LinkedIn users have money to spend. The average age of the LinkedIn user is 44, and the average household income is $83,000, said Eve Mayer, CEO of Social Media Delivered (@SocialMediaDel).

Mayer is known as @LinkedInQueen for her passion for and knowledge of the site. She recommends that companies and individuals post on LinkedIn at least once a day.

When writing your profile on LinkedIn or other social media platforms, don’t just tell your company’s history: “In 1999, we started our company with four employees…” Instead, tell compelling success stories that illustrate your uniqueness to potential customers.

I would also add that individuals should not necessarily use their job title and description as their LinkedIn headline and summary. Use keywords or search terms that show your expertise. When I worked for a health association, my title said something like, “Health editor and content director. Social media manager,” even though my official title was “communications editorial manager.”

3. Make time to blog.

There is always something else that needs to be done. There are always excuses about not having a post idea. But according to Hubspot, companies that blog 15 or more times per month get five times more website traffic than companies that don’t blog.

At SpeakerBox (@speakerbox), employees are required to blog, said Lisa Throckmorton, executive vice president of SpeakerBox communications. The way she looks at it: All 17 staff members blog twice a month, and each blog must touch 5 platforms, which equals 170 pieces of content every month.

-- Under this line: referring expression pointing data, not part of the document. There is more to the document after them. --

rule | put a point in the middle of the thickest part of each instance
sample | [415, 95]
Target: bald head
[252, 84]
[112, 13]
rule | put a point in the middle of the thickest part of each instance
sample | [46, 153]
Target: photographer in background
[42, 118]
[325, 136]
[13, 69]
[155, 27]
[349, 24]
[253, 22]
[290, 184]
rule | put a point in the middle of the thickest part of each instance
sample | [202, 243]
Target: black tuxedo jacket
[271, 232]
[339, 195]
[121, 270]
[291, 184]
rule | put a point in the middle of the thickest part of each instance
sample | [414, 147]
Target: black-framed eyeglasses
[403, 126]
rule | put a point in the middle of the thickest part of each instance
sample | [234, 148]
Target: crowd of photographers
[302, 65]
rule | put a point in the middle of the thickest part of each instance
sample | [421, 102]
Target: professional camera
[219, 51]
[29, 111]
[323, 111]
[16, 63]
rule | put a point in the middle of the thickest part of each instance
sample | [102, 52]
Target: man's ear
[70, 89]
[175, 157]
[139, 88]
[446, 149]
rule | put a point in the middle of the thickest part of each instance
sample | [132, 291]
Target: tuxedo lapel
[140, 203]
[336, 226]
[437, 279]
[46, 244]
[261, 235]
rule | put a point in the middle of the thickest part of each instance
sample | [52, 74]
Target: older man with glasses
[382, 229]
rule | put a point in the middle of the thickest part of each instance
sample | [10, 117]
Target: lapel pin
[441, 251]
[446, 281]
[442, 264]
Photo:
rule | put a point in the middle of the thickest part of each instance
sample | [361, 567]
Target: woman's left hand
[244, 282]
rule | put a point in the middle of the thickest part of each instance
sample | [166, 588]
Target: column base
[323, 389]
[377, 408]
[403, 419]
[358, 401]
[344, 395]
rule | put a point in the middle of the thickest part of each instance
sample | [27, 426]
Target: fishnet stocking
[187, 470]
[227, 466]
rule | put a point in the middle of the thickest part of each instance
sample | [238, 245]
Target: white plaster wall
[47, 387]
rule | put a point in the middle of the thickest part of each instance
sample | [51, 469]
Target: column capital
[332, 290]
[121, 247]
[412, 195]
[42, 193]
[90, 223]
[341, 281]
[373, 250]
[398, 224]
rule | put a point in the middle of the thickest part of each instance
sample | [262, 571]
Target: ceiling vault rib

Not sure what to blog about? What are you an expert in? What tips can you offer readers? Set up a Feedly site (an alternative to the now defunct Google Reader) and follow news sites, magazines and blogs in your topic area to generate ideas. As a longtime health writer and editor who also manages social media strategies, I follow health publications, as well as sites about writing, grammar, journalism, social media, SEO, technology and more.

Throckmorton suggested anticipating industry announcements and blogging about them as they happen—the new iPad release, for example. And, give your customers the inside scoop from your company, what new tools you’re trying out or what recent conferences you presented at.